According to experts, a new technique that uses special caps to cool the brains of people who have just had a stroke could help reduce deaths and long-term disability.
And it has been revealed that British doctors are leading a Europe-wide trial, involving 14 countries and 1,500 patients, using the chilled caps to maintain brain function.
"This could be one of the biggest breakthroughs in stroke treatment with the potential to save the lives of a huge number of people," the Daily Express quoted study leader Professor Malcolm Macleod of Edinburgh University as saying.

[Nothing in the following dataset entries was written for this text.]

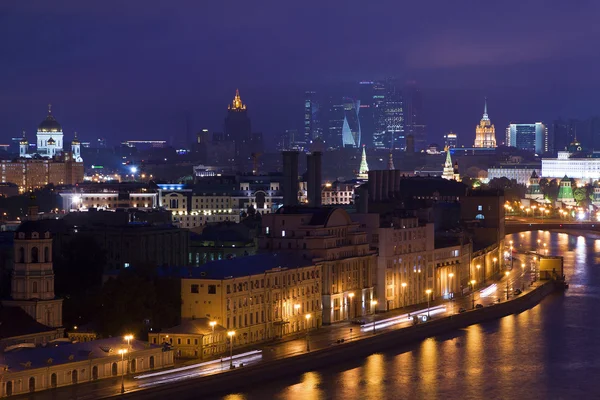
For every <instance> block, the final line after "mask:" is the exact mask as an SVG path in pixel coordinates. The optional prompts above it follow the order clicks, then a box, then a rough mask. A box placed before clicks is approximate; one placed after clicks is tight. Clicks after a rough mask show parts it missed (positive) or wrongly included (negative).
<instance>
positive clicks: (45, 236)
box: [2, 221, 63, 327]
mask: <svg viewBox="0 0 600 400" xmlns="http://www.w3.org/2000/svg"><path fill="white" fill-rule="evenodd" d="M38 228H39V224H37V223H36V221H29V222H25V223H23V224H22V225H21V226H20V227H19V229H17V231H16V232H15V240H14V249H15V250H14V254H15V263H14V268H13V272H12V277H11V299H10V300H6V301H3V302H2V305H4V306H12V307H20V308H22V309H23V310H24V311H25V312H26V313H27V314H29V315H30V316H31V317H32V318H34V319H35V320H36V321H37V322H39V323H41V324H44V325H46V326H50V327H59V326H62V302H63V301H62V299H58V298H56V295H55V293H54V270H53V268H52V237H51V236H50V232H44V231H42V230H40V229H38Z"/></svg>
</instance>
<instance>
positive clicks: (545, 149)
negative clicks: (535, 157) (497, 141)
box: [506, 122, 548, 154]
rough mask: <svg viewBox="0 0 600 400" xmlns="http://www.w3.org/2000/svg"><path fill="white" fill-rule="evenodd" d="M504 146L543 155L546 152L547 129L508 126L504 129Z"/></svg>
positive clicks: (546, 149)
mask: <svg viewBox="0 0 600 400" xmlns="http://www.w3.org/2000/svg"><path fill="white" fill-rule="evenodd" d="M506 145H507V146H510V147H516V148H517V149H519V150H525V151H530V152H532V153H536V154H543V153H546V152H547V151H548V128H546V125H544V124H543V123H541V122H536V123H535V124H510V125H508V127H507V128H506Z"/></svg>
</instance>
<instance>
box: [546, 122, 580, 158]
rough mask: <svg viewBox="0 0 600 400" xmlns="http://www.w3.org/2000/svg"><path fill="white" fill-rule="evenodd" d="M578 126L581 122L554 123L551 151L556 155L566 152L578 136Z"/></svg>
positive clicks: (551, 144) (551, 141) (552, 124)
mask: <svg viewBox="0 0 600 400" xmlns="http://www.w3.org/2000/svg"><path fill="white" fill-rule="evenodd" d="M577 125H579V121H577V120H575V119H570V120H568V121H563V120H562V119H558V120H556V121H554V122H553V123H552V129H551V130H550V135H549V140H548V142H549V144H548V148H549V151H550V152H552V153H555V152H557V151H564V150H566V148H567V147H568V146H569V144H571V143H572V142H573V141H574V140H575V137H576V136H577Z"/></svg>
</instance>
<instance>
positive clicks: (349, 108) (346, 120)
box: [342, 97, 361, 148]
mask: <svg viewBox="0 0 600 400" xmlns="http://www.w3.org/2000/svg"><path fill="white" fill-rule="evenodd" d="M359 110H360V101H355V100H354V99H351V98H349V97H346V98H344V125H343V127H342V145H343V147H354V148H357V147H359V146H360V143H361V131H360V120H359V118H358V114H359Z"/></svg>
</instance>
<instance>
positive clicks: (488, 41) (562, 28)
mask: <svg viewBox="0 0 600 400" xmlns="http://www.w3.org/2000/svg"><path fill="white" fill-rule="evenodd" d="M599 15H600V2H599V1H586V0H578V1H526V0H520V1H512V0H511V1H508V0H503V1H481V0H480V1H462V0H461V1H454V2H449V1H445V0H444V1H437V0H430V1H412V2H408V1H398V0H389V1H388V0H383V1H379V0H362V1H358V0H346V1H337V0H319V1H313V0H303V1H293V0H289V1H281V0H278V1H271V0H258V1H244V2H242V1H237V0H233V1H198V0H175V1H157V0H145V1H138V0H126V1H125V0H120V1H82V0H77V1H70V0H57V1H48V0H39V1H33V0H31V1H29V0H2V1H1V2H0V121H1V122H0V143H7V142H8V141H9V138H10V137H12V136H18V135H19V133H20V131H21V130H22V129H26V130H27V131H28V136H29V139H30V141H31V140H32V139H33V137H34V131H35V129H36V127H37V125H38V123H39V122H40V121H41V120H42V119H43V118H44V117H45V115H46V107H47V106H46V105H47V104H48V103H49V102H51V103H52V104H53V110H54V114H55V116H56V118H57V119H58V120H59V122H61V124H62V125H63V128H64V129H65V133H66V139H67V140H69V139H70V138H71V137H72V133H73V131H74V130H76V131H78V132H79V134H80V138H81V139H82V140H86V141H87V140H94V139H96V138H97V137H106V138H107V139H108V140H109V141H112V142H113V143H116V142H117V140H122V139H124V138H128V139H142V138H147V139H170V138H172V137H174V138H177V137H179V138H182V137H183V136H184V132H185V115H186V111H187V112H189V115H190V116H191V121H192V127H193V130H194V131H197V130H199V129H201V128H203V127H207V128H209V129H212V130H216V131H220V130H222V120H223V117H224V116H225V113H226V107H227V104H228V103H229V102H230V101H231V99H232V97H233V94H234V92H235V89H236V88H239V89H240V91H241V95H242V99H243V101H244V102H245V103H247V104H248V109H249V113H250V116H251V117H252V121H253V128H254V130H255V131H262V132H264V134H265V136H266V137H275V136H276V135H278V134H279V133H280V132H282V131H283V130H285V129H286V128H299V127H301V126H302V112H303V109H302V107H303V102H302V97H303V92H304V91H305V90H317V91H320V92H328V91H330V92H331V93H342V92H345V93H348V94H354V93H353V90H355V85H353V83H354V82H355V81H358V80H364V79H378V78H383V77H386V76H391V75H393V76H396V77H398V78H399V79H401V80H413V79H414V80H417V81H418V82H419V85H420V86H421V88H422V90H423V93H424V102H425V112H426V120H427V125H428V136H429V140H430V141H437V142H440V141H441V139H440V138H441V136H442V135H443V133H444V132H447V131H449V130H454V131H455V132H457V133H459V135H460V140H461V142H463V143H465V142H467V143H468V144H470V143H472V140H473V137H474V128H475V125H476V124H477V123H478V121H479V119H480V117H481V114H482V111H483V97H484V96H487V97H488V98H489V114H490V118H491V119H492V122H493V123H494V124H495V125H496V132H497V136H498V139H499V140H502V139H503V138H504V129H505V127H506V125H507V124H508V123H509V122H511V121H512V122H535V121H538V120H543V121H545V122H550V121H551V120H552V119H554V118H556V117H558V116H563V117H580V118H586V117H589V116H591V115H595V114H600V112H599V106H600V96H599V95H598V89H599V86H600V74H599V73H598V65H599V64H600V52H599V51H598V45H599V44H600V41H599V34H600V24H598V16H599Z"/></svg>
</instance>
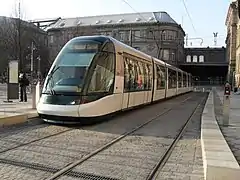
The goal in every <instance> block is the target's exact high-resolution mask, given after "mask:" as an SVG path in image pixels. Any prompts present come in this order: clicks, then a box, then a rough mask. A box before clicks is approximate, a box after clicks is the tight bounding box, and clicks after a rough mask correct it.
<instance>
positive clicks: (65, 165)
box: [0, 93, 196, 180]
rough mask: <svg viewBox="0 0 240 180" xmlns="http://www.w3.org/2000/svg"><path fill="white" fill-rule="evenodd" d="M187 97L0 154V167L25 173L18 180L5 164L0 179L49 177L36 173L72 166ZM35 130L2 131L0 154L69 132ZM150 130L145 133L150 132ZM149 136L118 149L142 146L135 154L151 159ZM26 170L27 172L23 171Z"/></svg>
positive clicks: (116, 117)
mask: <svg viewBox="0 0 240 180" xmlns="http://www.w3.org/2000/svg"><path fill="white" fill-rule="evenodd" d="M189 96H196V93H191V94H187V95H184V96H180V97H177V98H174V99H171V100H168V101H166V102H162V103H160V104H156V105H152V106H148V107H145V108H143V109H139V110H135V111H134V112H131V113H130V112H128V113H125V114H124V115H121V116H118V117H116V118H114V119H113V120H111V121H108V122H103V123H101V124H96V125H92V126H87V127H82V129H74V130H72V131H68V132H66V133H64V134H60V135H58V136H54V137H51V138H47V139H44V140H40V141H37V142H34V143H30V144H28V145H25V146H22V147H19V148H15V149H13V150H10V151H7V152H4V153H1V152H0V163H1V162H3V160H4V161H15V162H17V163H19V164H20V165H21V166H23V167H21V168H23V169H24V170H23V171H24V172H25V173H24V177H22V176H21V175H19V176H17V177H16V176H15V175H14V174H13V172H12V171H8V168H11V169H12V170H13V169H16V171H21V170H20V167H19V166H16V165H15V166H13V165H11V163H8V164H7V163H5V165H4V166H1V171H0V179H3V177H4V178H5V179H16V180H17V179H25V177H29V179H44V178H45V176H49V172H46V173H42V172H43V171H41V173H40V172H39V173H38V170H37V169H42V167H43V166H45V169H47V168H48V167H53V168H55V169H56V168H59V169H60V168H63V167H64V166H66V165H67V164H69V163H72V162H73V161H76V160H77V159H80V158H81V157H82V156H84V155H86V154H88V153H89V152H91V151H93V150H95V149H97V148H99V147H100V146H102V145H104V144H106V143H107V142H109V141H110V140H112V139H113V138H115V137H117V136H119V135H120V134H122V133H124V132H126V131H129V130H131V129H133V128H134V127H136V126H137V125H139V124H142V123H143V122H145V121H146V120H147V119H150V118H152V117H154V116H156V115H157V114H159V113H161V112H163V111H164V110H165V109H166V108H169V107H171V106H173V105H174V104H178V103H179V102H180V101H182V100H184V99H186V98H187V97H189ZM189 106H190V105H189ZM179 118H180V117H179ZM174 119H175V118H174ZM37 126H39V128H33V127H34V126H33V127H31V128H29V127H24V128H23V130H21V128H17V129H16V131H14V130H13V129H12V130H10V131H9V132H6V131H5V132H4V133H0V137H3V138H1V140H0V141H1V142H0V143H1V144H3V145H2V146H1V148H0V151H3V150H6V149H8V148H12V147H14V146H16V145H19V144H21V143H26V142H30V141H32V140H34V139H38V138H42V137H44V136H47V135H50V134H54V133H57V132H59V131H63V130H67V129H69V128H68V127H61V126H53V125H51V126H46V127H45V124H44V125H41V124H40V125H39V124H38V125H37ZM155 126H156V125H154V126H151V127H149V128H150V129H151V128H153V127H155ZM150 129H149V130H148V131H151V130H150ZM153 131H156V133H157V132H158V131H157V129H155V130H153ZM14 132H15V133H14ZM165 132H166V131H165ZM156 133H155V135H156ZM162 135H163V134H162ZM136 136H137V135H136ZM150 136H154V134H149V136H147V137H143V136H141V137H138V138H135V137H134V136H133V137H129V138H130V139H129V138H128V139H126V140H125V141H123V142H122V143H123V144H120V147H123V146H125V144H126V145H127V144H128V145H130V144H131V145H130V146H129V147H127V148H126V150H129V151H123V152H122V153H123V154H125V153H129V152H131V151H132V148H137V147H138V146H139V143H140V142H142V143H143V145H145V144H146V145H147V147H145V149H144V148H142V147H139V153H138V154H140V153H143V156H144V157H146V156H152V157H151V158H154V156H153V155H154V153H155V154H156V151H158V150H157V149H155V150H154V149H152V150H151V149H149V148H150V145H151V144H152V146H158V147H159V142H158V141H159V140H156V139H157V138H156V137H150ZM158 138H160V137H158ZM163 139H164V140H165V142H166V144H168V143H169V142H168V140H167V139H165V138H163ZM129 142H131V143H129ZM147 143H148V144H147ZM134 144H136V145H134ZM161 144H162V142H161ZM146 145H145V146H146ZM163 146H164V145H163ZM118 147H119V146H118ZM124 149H125V147H124ZM112 151H113V156H114V155H115V154H116V153H114V147H113V149H112ZM147 151H149V153H150V155H149V154H148V153H146V152H147ZM144 153H145V154H144ZM133 155H134V152H133ZM108 157H109V156H108ZM114 157H115V156H114ZM119 157H121V156H119ZM110 158H111V157H110ZM129 158H130V157H129ZM151 158H149V159H150V160H147V161H148V162H149V163H151V161H152V160H151ZM130 159H131V158H130ZM100 160H101V159H100ZM118 160H120V159H117V160H116V161H118ZM125 160H126V158H125V159H124V160H123V161H122V162H124V163H128V162H129V161H126V162H125ZM131 161H133V160H131ZM134 162H135V163H138V162H139V163H140V162H141V160H140V161H139V160H137V161H136V160H135V161H134ZM21 163H22V164H21ZM109 163H110V162H109ZM31 165H36V166H35V170H33V169H31V168H26V167H29V166H31ZM24 166H25V167H24ZM145 166H146V164H143V165H142V167H143V168H144V167H145ZM27 169H28V170H29V171H27ZM25 170H26V171H25ZM114 171H115V170H114ZM34 173H37V177H36V178H31V177H34ZM12 174H13V175H12ZM19 174H20V173H19ZM7 177H8V178H7Z"/></svg>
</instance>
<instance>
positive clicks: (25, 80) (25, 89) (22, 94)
mask: <svg viewBox="0 0 240 180" xmlns="http://www.w3.org/2000/svg"><path fill="white" fill-rule="evenodd" d="M19 86H20V102H23V100H24V101H25V102H27V91H26V89H27V86H29V80H28V79H27V77H26V74H25V73H21V74H20V76H19Z"/></svg>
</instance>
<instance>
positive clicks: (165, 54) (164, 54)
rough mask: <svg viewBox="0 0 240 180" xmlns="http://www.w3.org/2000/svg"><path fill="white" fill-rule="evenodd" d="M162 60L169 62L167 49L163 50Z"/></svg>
mask: <svg viewBox="0 0 240 180" xmlns="http://www.w3.org/2000/svg"><path fill="white" fill-rule="evenodd" d="M163 60H165V61H168V60H169V50H168V49H164V50H163Z"/></svg>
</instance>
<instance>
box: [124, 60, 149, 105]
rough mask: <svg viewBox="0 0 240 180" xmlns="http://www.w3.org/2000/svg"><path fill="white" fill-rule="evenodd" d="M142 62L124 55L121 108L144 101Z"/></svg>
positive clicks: (144, 97)
mask: <svg viewBox="0 0 240 180" xmlns="http://www.w3.org/2000/svg"><path fill="white" fill-rule="evenodd" d="M142 66H143V65H142V62H141V61H138V60H137V59H135V58H128V57H124V90H123V103H122V109H125V108H130V107H134V106H138V105H141V104H143V103H144V100H145V95H146V94H145V92H144V79H143V70H142Z"/></svg>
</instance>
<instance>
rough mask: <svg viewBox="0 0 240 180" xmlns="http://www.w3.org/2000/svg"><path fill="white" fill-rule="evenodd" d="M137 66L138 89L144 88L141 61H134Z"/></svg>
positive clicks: (142, 74) (142, 68)
mask: <svg viewBox="0 0 240 180" xmlns="http://www.w3.org/2000/svg"><path fill="white" fill-rule="evenodd" d="M136 65H137V68H138V90H144V83H145V80H144V73H143V63H142V62H140V61H137V62H136Z"/></svg>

A stroke occurs after a clot forms in a blood vessel stopping the supply of oxygenated blood reaching brain cells. Without oxygen, brain cells die and neurological damage occurs.
The chilled cap reduces the temperature of the scalp by about four degrees C. This protects brain cells by putting them into a suspended state where the need for oxygen is either cut or removed.
The same technique has also been used on newborn babies starved of oxygen at birth and accident victims.
"It's rather like the way some animals hibernate. Their bodies close down to just ticking over," explained Professor Macleod.
Neurologists have up to six hours to start treatment after the stroke before it becomes ineffective.
About 100,000 patients a year suffer a clot on the brain. Within six months, a third of them die and a further third are left severely handicapped.
Dr Clare Walton of The Stroke Association said: "Cooling is a particularly promising area of stroke research."
If the trials are successful the caps could be in use by 2017.